Doch auch die Gewichtsreduzierung bietet wesentliche Vorteile, da eine geringere Fahrzeugmasse und Rollreibung den Energiebedarf und den CO2-Ausstoß effektiv reduzieren können.

Neben einer höheren Komponentenintegration und dem Einsatz neuer Werkstoffe, mit denen sich das Fahrzeuggewicht reduzieren lässt, zählt auch das Gewicht des Kabelbaums zu den zentralen Themen und hat Entwicklungsingenieure dazu veranlasst, ihre Konzepte zum Schutz der Leistungselektronik im Fahrzeug vor Hochstrom-Fehler-zuständen zu überdenken.
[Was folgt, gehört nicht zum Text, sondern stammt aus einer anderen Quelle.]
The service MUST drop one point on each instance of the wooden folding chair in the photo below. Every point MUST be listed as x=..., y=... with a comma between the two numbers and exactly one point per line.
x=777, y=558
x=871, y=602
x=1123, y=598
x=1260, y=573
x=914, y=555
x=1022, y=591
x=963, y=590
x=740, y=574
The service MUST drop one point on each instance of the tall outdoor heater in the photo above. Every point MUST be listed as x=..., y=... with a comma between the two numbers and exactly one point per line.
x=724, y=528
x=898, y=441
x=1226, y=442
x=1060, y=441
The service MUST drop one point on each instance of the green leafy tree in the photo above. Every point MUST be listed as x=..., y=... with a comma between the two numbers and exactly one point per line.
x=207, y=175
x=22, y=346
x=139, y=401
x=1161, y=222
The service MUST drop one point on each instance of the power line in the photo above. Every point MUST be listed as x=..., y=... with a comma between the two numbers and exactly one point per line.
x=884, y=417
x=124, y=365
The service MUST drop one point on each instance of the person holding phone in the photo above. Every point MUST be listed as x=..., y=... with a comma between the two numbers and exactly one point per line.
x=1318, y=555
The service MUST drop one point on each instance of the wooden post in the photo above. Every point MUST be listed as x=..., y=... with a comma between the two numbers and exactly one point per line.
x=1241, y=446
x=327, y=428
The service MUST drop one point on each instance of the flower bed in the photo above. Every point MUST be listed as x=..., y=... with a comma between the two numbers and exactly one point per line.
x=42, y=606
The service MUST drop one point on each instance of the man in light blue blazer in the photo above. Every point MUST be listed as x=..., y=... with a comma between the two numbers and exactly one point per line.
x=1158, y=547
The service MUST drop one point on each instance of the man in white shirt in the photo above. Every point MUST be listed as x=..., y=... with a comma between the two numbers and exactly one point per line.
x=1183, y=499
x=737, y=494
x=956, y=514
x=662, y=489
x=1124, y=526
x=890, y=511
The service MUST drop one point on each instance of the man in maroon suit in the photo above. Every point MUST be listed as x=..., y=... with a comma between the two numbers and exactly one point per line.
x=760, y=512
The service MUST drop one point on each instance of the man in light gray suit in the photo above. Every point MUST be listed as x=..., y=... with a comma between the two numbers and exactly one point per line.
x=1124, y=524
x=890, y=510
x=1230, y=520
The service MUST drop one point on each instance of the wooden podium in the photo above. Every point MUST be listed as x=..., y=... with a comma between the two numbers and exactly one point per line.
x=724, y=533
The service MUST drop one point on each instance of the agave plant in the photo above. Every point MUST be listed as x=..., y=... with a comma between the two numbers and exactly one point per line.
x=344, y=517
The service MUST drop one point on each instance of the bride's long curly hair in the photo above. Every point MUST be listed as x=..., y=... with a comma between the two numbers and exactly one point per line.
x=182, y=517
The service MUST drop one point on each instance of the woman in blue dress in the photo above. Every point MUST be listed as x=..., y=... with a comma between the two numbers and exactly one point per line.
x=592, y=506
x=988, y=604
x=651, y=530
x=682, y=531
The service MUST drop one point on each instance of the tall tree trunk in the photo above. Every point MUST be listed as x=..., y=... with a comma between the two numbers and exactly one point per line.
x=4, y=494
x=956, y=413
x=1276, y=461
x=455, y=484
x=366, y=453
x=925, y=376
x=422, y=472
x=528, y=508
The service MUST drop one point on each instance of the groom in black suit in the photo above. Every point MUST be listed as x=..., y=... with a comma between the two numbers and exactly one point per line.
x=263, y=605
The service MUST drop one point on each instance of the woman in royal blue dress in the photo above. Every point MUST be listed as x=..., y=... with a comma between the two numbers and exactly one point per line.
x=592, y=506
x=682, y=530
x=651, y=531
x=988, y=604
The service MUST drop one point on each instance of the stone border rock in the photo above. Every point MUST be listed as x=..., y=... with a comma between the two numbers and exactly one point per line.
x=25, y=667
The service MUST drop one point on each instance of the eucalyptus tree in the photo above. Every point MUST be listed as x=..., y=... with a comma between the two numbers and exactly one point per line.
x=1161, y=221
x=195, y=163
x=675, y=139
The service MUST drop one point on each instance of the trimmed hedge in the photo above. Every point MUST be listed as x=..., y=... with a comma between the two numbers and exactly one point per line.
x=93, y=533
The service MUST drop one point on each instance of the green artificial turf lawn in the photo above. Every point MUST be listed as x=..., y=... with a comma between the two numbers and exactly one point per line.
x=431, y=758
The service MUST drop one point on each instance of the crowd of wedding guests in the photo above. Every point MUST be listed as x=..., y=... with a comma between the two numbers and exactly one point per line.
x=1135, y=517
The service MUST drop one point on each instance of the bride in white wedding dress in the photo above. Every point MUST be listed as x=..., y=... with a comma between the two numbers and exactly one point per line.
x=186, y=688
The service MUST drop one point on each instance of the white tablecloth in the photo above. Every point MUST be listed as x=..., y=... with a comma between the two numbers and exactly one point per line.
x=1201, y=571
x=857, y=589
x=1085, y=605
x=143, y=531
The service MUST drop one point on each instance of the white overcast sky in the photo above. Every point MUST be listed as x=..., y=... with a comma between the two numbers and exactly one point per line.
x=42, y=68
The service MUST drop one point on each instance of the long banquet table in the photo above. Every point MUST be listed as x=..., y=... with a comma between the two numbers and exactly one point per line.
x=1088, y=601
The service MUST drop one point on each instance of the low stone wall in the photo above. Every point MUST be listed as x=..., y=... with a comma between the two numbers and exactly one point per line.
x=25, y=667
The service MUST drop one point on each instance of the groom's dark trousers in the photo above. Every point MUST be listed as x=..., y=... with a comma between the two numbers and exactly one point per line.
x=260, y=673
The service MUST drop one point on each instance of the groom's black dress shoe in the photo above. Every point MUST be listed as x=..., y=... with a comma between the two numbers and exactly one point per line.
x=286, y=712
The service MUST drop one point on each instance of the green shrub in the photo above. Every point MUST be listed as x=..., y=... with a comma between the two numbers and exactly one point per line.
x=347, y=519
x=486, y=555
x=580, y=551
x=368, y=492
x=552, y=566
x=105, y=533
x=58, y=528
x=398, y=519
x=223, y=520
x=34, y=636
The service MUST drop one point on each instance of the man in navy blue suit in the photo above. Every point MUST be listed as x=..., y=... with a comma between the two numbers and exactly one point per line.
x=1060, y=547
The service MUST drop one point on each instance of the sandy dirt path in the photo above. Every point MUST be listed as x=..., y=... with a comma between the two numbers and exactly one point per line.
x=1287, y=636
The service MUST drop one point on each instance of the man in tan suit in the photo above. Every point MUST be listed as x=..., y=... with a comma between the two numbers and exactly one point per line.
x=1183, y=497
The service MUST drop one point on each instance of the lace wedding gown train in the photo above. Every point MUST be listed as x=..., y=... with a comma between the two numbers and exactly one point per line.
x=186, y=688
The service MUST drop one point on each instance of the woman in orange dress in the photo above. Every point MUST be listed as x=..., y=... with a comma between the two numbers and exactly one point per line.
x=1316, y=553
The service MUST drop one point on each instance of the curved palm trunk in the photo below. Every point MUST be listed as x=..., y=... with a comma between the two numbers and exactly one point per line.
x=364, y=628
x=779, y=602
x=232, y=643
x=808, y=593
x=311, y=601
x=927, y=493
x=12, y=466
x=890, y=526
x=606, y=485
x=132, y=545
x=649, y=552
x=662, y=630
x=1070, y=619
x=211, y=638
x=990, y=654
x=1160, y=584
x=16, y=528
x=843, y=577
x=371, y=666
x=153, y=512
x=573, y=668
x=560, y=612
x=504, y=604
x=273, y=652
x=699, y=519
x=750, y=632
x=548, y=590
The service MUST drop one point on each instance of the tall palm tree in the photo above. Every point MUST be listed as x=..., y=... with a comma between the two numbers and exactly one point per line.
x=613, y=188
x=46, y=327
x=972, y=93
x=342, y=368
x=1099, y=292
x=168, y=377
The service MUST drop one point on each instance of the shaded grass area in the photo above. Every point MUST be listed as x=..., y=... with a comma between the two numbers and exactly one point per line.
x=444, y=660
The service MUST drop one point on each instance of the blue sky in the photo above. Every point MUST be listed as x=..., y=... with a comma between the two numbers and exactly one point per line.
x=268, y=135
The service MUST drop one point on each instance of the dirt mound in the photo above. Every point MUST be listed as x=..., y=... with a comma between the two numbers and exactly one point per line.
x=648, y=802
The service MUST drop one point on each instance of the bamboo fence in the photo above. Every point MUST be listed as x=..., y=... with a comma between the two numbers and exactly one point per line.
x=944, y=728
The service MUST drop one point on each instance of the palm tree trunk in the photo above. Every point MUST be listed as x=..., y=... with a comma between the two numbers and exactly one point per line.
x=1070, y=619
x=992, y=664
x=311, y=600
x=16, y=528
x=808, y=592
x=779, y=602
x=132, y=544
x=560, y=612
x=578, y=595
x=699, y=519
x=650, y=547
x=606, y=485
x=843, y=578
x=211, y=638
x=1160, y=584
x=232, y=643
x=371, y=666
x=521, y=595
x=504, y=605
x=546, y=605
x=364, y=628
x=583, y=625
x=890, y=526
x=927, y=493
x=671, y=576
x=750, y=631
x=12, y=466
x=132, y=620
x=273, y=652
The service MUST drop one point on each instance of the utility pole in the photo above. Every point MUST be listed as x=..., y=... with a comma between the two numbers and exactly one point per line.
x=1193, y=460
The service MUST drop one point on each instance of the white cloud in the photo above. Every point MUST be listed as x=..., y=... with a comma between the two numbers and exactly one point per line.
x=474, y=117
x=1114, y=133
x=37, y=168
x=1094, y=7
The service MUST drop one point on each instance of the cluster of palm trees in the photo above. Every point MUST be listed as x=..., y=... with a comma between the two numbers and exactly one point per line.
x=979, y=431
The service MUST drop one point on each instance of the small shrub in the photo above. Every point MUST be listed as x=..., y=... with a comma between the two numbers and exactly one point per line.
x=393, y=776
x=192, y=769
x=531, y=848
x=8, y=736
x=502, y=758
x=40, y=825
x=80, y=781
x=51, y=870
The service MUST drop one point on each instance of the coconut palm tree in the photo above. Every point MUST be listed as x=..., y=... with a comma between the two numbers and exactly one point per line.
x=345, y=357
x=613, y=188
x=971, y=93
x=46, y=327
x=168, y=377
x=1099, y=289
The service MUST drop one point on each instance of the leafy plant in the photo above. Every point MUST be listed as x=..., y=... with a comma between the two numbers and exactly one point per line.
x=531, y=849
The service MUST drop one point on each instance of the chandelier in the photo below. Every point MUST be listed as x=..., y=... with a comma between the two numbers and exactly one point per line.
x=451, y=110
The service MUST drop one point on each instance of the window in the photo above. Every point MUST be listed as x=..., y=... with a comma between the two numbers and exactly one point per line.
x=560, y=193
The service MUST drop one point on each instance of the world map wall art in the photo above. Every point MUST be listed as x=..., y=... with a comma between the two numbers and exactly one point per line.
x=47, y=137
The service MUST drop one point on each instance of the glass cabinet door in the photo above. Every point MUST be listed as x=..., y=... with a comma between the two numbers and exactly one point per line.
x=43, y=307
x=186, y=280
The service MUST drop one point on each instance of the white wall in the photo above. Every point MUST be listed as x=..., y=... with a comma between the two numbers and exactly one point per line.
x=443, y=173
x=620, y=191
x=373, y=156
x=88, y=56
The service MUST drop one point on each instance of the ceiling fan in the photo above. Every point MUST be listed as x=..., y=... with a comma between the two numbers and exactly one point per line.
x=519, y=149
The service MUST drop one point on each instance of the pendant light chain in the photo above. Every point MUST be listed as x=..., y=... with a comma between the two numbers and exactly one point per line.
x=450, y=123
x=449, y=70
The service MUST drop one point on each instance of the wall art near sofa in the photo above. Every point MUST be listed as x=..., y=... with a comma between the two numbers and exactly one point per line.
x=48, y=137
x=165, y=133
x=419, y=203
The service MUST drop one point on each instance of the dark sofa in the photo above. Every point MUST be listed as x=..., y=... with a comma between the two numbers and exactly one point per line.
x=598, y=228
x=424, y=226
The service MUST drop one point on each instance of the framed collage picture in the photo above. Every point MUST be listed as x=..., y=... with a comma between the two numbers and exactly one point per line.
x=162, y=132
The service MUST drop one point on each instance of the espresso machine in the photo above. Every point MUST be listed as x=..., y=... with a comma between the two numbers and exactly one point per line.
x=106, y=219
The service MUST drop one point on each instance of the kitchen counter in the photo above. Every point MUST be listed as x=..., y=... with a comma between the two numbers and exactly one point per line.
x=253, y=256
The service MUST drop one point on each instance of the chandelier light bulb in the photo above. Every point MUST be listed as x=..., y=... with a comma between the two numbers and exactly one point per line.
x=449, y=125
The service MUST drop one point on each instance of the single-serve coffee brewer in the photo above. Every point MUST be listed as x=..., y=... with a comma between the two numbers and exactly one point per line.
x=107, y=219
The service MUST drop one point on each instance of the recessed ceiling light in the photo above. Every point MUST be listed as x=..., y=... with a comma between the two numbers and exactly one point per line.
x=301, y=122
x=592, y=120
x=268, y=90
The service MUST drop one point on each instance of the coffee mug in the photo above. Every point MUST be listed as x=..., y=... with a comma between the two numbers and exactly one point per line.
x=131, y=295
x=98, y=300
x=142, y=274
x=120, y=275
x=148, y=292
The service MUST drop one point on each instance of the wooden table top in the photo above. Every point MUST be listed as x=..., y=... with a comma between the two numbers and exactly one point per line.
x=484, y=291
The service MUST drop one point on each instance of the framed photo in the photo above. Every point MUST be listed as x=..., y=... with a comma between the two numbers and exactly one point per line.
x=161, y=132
Die Herausforderung besteht vornehmlich darin, Schaltkreisschutzlösungen beizubehalten beziehungsweise zu integrieren, welche die Fahrzeugelektrik vor potenziellen Überlastzuständen schützen, und gleichzeitig die Gesamtkosten und das Gesamtgewicht zu senken.

Weil in einem typischen Auto gegebenenfalls Hunderte von elektrischen Schaltkreisen und mehr als ein Kilometer Leitungen verbaut sind, kann die Komplexität des Leitungssystems dazu führen, dass herkömmliche Schaltkreisdesigns nur schwer zu verwenden sind, wodurch es oft zu unnötigen »Sicherheitszuschlägen« beim Design kommen kann. Viele Hersteller nutzen daher eine dezentralisierte Architektur und rücksetzbare PPTC-Überstromschutzbausteine (Polymer Positive Temperature Coeffizient; polymere Kaltleiter), um das Fahrzeuggewicht zu reduzieren.

Bild 1 veranschaulicht den Unterschied zwischen einer herkömmlichen zentralisierten und der neuartigen dezentralisierten Architektur. Ein zentralisierter Ansatz setzt voraus, dass jedes Modul durch eine separate Sicherung abgesichert wird, die im zentralen Verteilerkasten (gelb) sitzt. In dieser sternförmigen Architektur muss jede Funktion zudem mit einer separaten Leitung ausgestattet sein, was Gewicht und Kosten erhöht. Im Gegensatz dazu lassen sich die Kabel in einer dezentralisierten Architektur, in der verschiedene Verteilerkästen von Leistungsbussen versorgt werden, jeweils durch einen rücksetzbaren Schutzbaustein absichern.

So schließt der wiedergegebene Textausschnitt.